Fiery Command WorkStation

Navigatie verbergen of weergevenVorige onderwerpVolgende onderwerpDelenAfdrukkenPDF

Voorinstellingen voor afdruktaken wijzigen

U kunt een andere voorinstelling kiezen om op alle taken toe te passen. U kunt ook een voorinstelling bewerken of hernoemen, een lokale voorinstelling verwijderen of de standaardvoorinstelling herstellen.

U werkt met voorinstellingen in het venster Taakeigenschappen. Om dit weer te geven dubbelklikt u op een taak in de lijst Geblokkeerd of Afgedrukt, of selecteert u de taak en klikt u op Taakcentrum > Eigenschappen.

Andere voorinstellingen kiezen

U kunt de huidige reeks afdrukopties wijzigen in een andere voorinstelling voor een taak.

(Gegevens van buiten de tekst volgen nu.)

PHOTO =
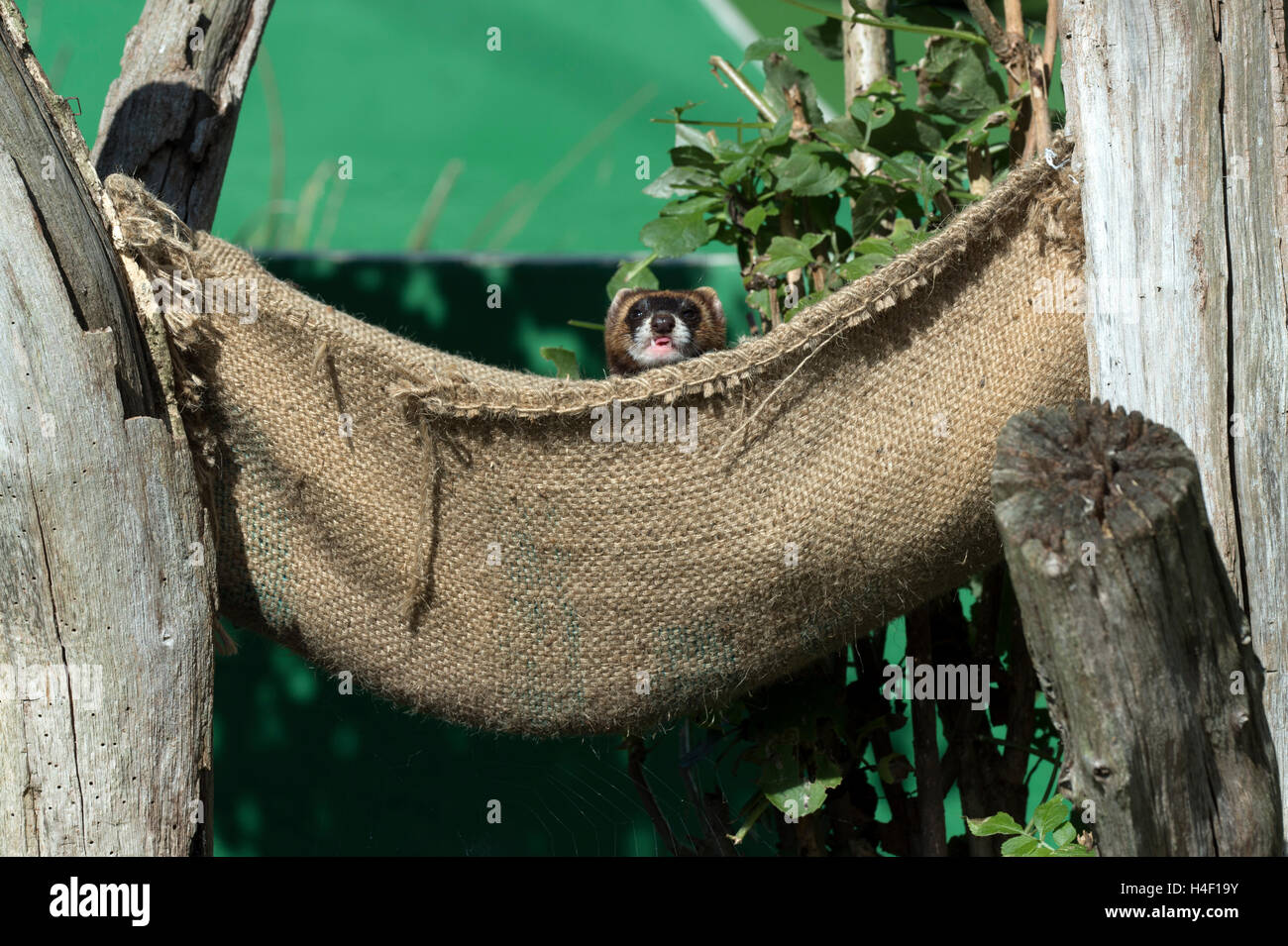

Selecteer een taak in de lijst Geblokkeerd of Afgedrukt en kies een van de volgende mogelijkheden:
  • Klik met de rechtermuisknop en selecteer Workflows toepassen. Kies vervolgens een voorinstelling.
  • Klik met de rechtermuisknop en selecteer Eigenschappen. Selecteer een andere voorinstelling onder Voorkeuzen in het venster Taakeigenschappen.
  • Klik op Acties > Workflows toepassen en kies vervolgens een voorinstelling.

De voorinstelling wordt gebruikt totdat u een andere selecteert of verdere wijzigingen aanbrengt in Taakeigenschappen.

Voorinstellingen bewerken

Een voorinstelling bevat de meeste afdrukopties die u instelt in het venster Taakeigenschappen. U kunt een instelling vervangen in het venster Taakeigenschappen nadat u een voorinstelling hebt gekozen.

  1. Selecteer Lokale voorkeuzen beheren onder Voorkeuzen in het venster Taakeigenschappen.
  2. Selecteer de voorinstelling die u wilt bewerken en wijzig vervolgens de afdrukinstellingen.

    Het veld Voorkeuzen wordt blanco.

  3. Selecteer Voorkeuze opslaan in de lijst Voorkeuzen.
  4. Typ dezelfde naam voor de voorinstelling, geef Lokale voorkeuzen of Servervoorkeuzen op en klik vervolgens op OK om de voorinstelling op te slaan.
  5. Klik op OK om de huidige voorinstelling met dezelfde naam te vervangen.

Lokale voorinstellingen verwijderen

U kunt een lokale voorinstelling verwijderen met de functie Lokale voorkeuzen beheren in het venster Taakeigenschappen.

  1. Selecteer Lokale voorkeuzen beheren onder Voorkeuzen in het venster Taakeigenschappen.
  2. Selecteer een voorinstelling en klik op Verwijderen.

Voorinstellingen hernoemen

U kunt de naam van een lokale voorinstelling wijzigen met de functie Lokale voorkeuzen beheren in het venster Taakeigenschappen.

  1. Selecteer Lokale voorkeuzen beheren onder Voorkeuzen in het venster Taakeigenschappen.
  2. Selecteer een voorinstelling en klik op Hernoemen.
  3. Voer een beschrijvende naam in voor de voorinstelling en klik op Opslaan.

Standaardvoorinstelling herstellen

U kunt de standaardvoorinstelling toepassen op een taak om de standaardinstellingen voor afdrukopties terug te zetten.

Selecteer Standaardwaarde van printer onder Voorkeuzen in het venster Taakeigenschappen.